Apr 17, 2026

Mylingar - Út (2026) Review

Following the malignant trilogy of dead roads, dead dreams, and dead souls released by anonymous Swedish (?) project Mylingar between 2016 - 2019,  we were left stunned and aghast but also almost forgot about them thereafter. Nearly seven years is a long time to wait, as the band’s return to action with their third full-length album, Út, and first chapter of another trilogy, begins something new without a single edge softened, picking up where it was buried in 2019 with Döda själar. The long break has only allowed the darkness to insistently seep into Mylingar’s domineering black / death metal anticosmos, crying out in phrases of ritual and dissonance from a wound once opened, and now re-torn. 

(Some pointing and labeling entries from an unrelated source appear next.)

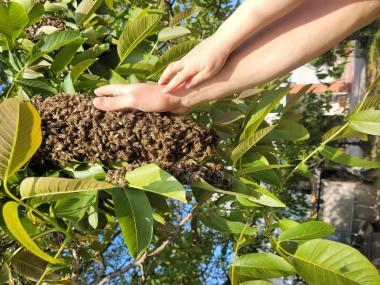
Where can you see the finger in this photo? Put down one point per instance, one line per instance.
(198, 78)
(170, 70)
(177, 80)
(114, 103)
(115, 89)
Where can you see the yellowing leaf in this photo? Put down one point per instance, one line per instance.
(10, 214)
(20, 135)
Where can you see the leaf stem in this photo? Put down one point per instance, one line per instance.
(62, 247)
(54, 223)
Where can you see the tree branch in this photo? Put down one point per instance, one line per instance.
(138, 262)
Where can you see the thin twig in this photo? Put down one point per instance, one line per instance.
(138, 262)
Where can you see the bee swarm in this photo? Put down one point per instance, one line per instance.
(74, 130)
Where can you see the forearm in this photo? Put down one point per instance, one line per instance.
(305, 33)
(250, 17)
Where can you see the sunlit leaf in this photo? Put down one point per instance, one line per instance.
(329, 262)
(85, 9)
(263, 266)
(134, 33)
(20, 135)
(341, 157)
(135, 216)
(306, 231)
(152, 178)
(367, 122)
(11, 218)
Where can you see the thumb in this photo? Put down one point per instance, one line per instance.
(114, 103)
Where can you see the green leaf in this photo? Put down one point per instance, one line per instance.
(13, 19)
(367, 122)
(258, 168)
(346, 133)
(11, 218)
(135, 216)
(268, 102)
(306, 231)
(249, 142)
(173, 54)
(257, 282)
(74, 208)
(219, 223)
(186, 13)
(171, 33)
(90, 53)
(20, 135)
(288, 131)
(341, 157)
(49, 186)
(40, 85)
(152, 178)
(78, 69)
(329, 262)
(134, 33)
(68, 85)
(52, 42)
(287, 224)
(116, 78)
(64, 56)
(260, 195)
(30, 266)
(85, 9)
(263, 266)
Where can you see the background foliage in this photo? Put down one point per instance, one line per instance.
(204, 235)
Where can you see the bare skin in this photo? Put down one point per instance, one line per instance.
(306, 32)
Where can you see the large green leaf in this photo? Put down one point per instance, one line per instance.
(11, 218)
(257, 282)
(90, 53)
(219, 223)
(306, 231)
(49, 186)
(152, 178)
(249, 142)
(85, 9)
(186, 13)
(81, 67)
(40, 85)
(347, 132)
(64, 56)
(13, 19)
(332, 263)
(260, 168)
(288, 131)
(173, 54)
(20, 135)
(258, 195)
(52, 42)
(135, 216)
(268, 102)
(74, 208)
(367, 122)
(171, 33)
(341, 157)
(263, 266)
(134, 33)
(30, 266)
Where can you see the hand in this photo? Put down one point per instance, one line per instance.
(202, 62)
(145, 97)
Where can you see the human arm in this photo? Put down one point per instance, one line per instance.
(208, 57)
(308, 31)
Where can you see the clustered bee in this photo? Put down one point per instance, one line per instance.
(46, 21)
(74, 130)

The new record consists of seven tracks, whose titles form a sentence in old Norse that translates to the grim following: “May my blood cultivate the soil from below” [1]. Út’s production provides a distinct sense of a cold enclosure, a chamber sealed and echoing riffs sometimes distinct, sometimes under impenetrable layers of buzz. Mylingar’s ever-present pressure concedes to some unsought blurriness, however there’s an appreciable level of compositional intermixture and rhythm fracturing that not only destabilizes the listener’s footing, it also adds to the album the intrigue and substance necessary for such works to float. Both sound and music are disturbing, a cohesive descent to places of unlight with disharmony woven into every formal decision the record makes.

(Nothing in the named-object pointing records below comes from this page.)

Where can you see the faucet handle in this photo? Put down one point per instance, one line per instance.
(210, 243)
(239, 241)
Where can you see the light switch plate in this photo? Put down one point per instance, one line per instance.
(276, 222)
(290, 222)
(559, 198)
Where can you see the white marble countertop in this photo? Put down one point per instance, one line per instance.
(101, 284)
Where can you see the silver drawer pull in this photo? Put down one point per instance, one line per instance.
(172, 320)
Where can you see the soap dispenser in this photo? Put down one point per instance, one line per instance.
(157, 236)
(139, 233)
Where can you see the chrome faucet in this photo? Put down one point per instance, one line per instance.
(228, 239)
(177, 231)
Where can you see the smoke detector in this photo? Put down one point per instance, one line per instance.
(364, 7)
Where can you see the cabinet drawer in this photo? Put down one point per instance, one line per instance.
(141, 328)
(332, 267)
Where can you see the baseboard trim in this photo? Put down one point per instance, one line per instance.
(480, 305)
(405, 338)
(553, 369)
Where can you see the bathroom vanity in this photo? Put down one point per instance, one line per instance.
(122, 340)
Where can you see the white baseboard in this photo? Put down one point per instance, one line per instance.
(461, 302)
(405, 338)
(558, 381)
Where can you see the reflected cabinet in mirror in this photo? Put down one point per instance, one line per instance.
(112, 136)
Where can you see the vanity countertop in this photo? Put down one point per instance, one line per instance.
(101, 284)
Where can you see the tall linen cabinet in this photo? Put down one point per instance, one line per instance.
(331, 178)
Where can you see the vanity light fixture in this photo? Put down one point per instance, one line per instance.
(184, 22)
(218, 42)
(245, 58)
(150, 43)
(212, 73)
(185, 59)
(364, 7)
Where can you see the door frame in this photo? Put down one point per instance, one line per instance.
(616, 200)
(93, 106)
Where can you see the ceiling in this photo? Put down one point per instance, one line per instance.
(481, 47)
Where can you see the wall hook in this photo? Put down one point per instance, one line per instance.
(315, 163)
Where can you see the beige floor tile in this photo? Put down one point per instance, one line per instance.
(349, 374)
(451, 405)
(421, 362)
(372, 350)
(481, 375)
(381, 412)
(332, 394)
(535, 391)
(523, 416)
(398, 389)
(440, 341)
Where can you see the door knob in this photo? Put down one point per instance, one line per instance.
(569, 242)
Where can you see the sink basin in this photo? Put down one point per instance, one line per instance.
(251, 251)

A strange tension between motion and stasis is established under the overarching wall-to-wall carnage, where it’s not directly clear when the band slides from one track section to the next. Closest relatives to this kind of relentless, compressed savagery would be bands like Altarage or Abyssal, with moments distantly reminding me of Serpent Column / Impetuous Ritual at times, however Mylignar also use restraint as a weapon, unlike their tempestuous contemporaries. Opener “Megi”, alongside following tracks “blóð” and “mitt” are overtaken by this trance and keep pummeling to a point of meditative disconnect. Slower passages are dragged along for extended torment, and the first side is not even the most unsettling of the album

Alongside the surplus of primitive force encountered on the vehement lines of “raekta”, lies the complete surrender of the band to its bestial self, as Út slowly introduces elements of harsh noise electronics in the beginning and end of “jarðveginn”, one of the most punishing pieces of the album. Inside the turbulence, one can also notice the verminous, Cruciamentum-esque death metal riffing on “af”, as well as the truly monstrous middle part. The closing "Neðan", the longest track on Út, opens with what could be a seriously malformed, late ‘00s - early ‘10s era Krallice guitar notion, and then indulges in distorted electronics that completely liquefy the album into abstruse harsh noise. 

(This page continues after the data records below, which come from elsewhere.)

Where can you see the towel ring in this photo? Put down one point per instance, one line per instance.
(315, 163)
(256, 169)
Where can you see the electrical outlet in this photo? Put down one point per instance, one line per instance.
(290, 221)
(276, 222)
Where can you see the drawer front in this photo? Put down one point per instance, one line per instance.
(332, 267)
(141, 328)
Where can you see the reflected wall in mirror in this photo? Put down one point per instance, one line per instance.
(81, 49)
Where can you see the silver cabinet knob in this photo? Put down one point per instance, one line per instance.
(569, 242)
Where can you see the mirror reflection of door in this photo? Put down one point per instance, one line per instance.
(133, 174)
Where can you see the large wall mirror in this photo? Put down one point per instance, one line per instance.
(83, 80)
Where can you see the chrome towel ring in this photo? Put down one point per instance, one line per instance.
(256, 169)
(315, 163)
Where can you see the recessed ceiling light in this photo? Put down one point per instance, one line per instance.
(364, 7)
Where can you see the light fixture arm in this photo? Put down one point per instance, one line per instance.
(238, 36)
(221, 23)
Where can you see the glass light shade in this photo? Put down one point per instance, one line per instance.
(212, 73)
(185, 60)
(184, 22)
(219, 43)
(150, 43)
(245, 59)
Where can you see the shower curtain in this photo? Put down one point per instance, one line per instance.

Mylingar always proceed with a playing style that defies segmentation, and the overall musicianship nails it: uncanny and foundational bass work, drumming that articulates the record’s processional rhythm, and the highlight of these absolutely agonizing vocals moaning against sizzling magma (most notably, for me, on “raekta” and the high-pitched screams of “jarðveginn”, but really, everywhere). By the time it ends, and due to the album’s otherworldly denouement, it feels like Út has taken the listener somewhere fairly far from the point of departure, despite an apparent homogeneity.  Considering the period in which the band released their previous trilogy, it’s only safe to assume there’s more from Mylingar in the works, and maybe closer than you think.

Release: April 17th, 2026 | Amor Fati Productions
Rating: 4 out of 5

    [1] AN NCS PREMIERE: MYLINGAR — “ÚT”. No Clean Singing. (2026).